The The Madison Square Garden Company, as the spin-off is named, includes prominent venues and professional sports teams such as the New York Knicks and New York Rangers. The prior company changed its name to MSG Networks and includes the MSG television network and the broadcast rights to the Knicks, Rangers and other sports teams. The two divisions had revenue of $1.07 billion and a net loss of $40.7 million in the year ended June 30. MSG Sports had revenue of $656.7 million, while MSG Entertainment had revenue of $414.2 million.

Companies often spin off divisions to unlock unseen value. When a company feels investors don’t appreciate a particular business, and in turn place too little value on the conglomerate, it may sell the business in an attempt to provide greater value to shareholders. This was the case when online travel company Expedia sold off its fast-growing TripAdvisor division in 2011. Expedia itself was spun off from a far more complex IAC/InterActiveCorp in 2005.

The Madison Square Garden Company’s most sizable assets include the Madison Square Garden in Manhattan, the second-highest grossing entertainment venue its size in the country, according to Billboard’s 2014 rankings. The adjacent Theater at Madison Square Garden holds roughly 5,600 people. MSG leases two other large venues in Manhattan, the 6,000-capacity Radio City Music Hall and the 2,800-capacity Beacon Theatre. The company owns the Forum, the former home of the Los Angeles Lakers, and the Chicago Theatre, and holds a booking agreement with the Wang Theatre in Chicago.

MSG also owns 50 percent of Azoff-MSG, a joint venture with music industry veteran Irving Azoff that focuses on music management, performance rights, comedy and marketing. The IPO filing shows MSG’s investment as of June 30, 2014 was only $193,717. The value of MSG’s investment was $118,717 on June 30. The rest of the value comes from a $100,000 revolving credit facility MSG provides the joint venture, of which Azoff-MSG had outstanding loans of $75,000. 

This particular spinoff would make sense if the venues or sports teams involved had been undervalued. However, according to a report some people believe the Madison Square Garden venue is worth at least twice that of analysts’ estimates. The company could have thought its sports teams are worth more than the stock price reflected… though its sports teams may have also been undervalued, especially since the New York Knicks will start benefiting from the $24 billion television deal for the NBA that starts next year.

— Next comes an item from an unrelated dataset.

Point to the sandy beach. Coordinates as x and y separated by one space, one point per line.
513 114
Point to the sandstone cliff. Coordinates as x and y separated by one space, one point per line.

Being a standalone company could help MSG Networks use its sports broadcasting to fight against the cord-cutting trend that’s upsetting the cable industry. In this scenario, it’s no surprise the Dolan family, which owns a controlling interest in MSG Networks and the spin-off company, agreed last month to sell Cablevision to French company Altice for $9.8 billion. Viewers will still pay top dollar for live sporting events.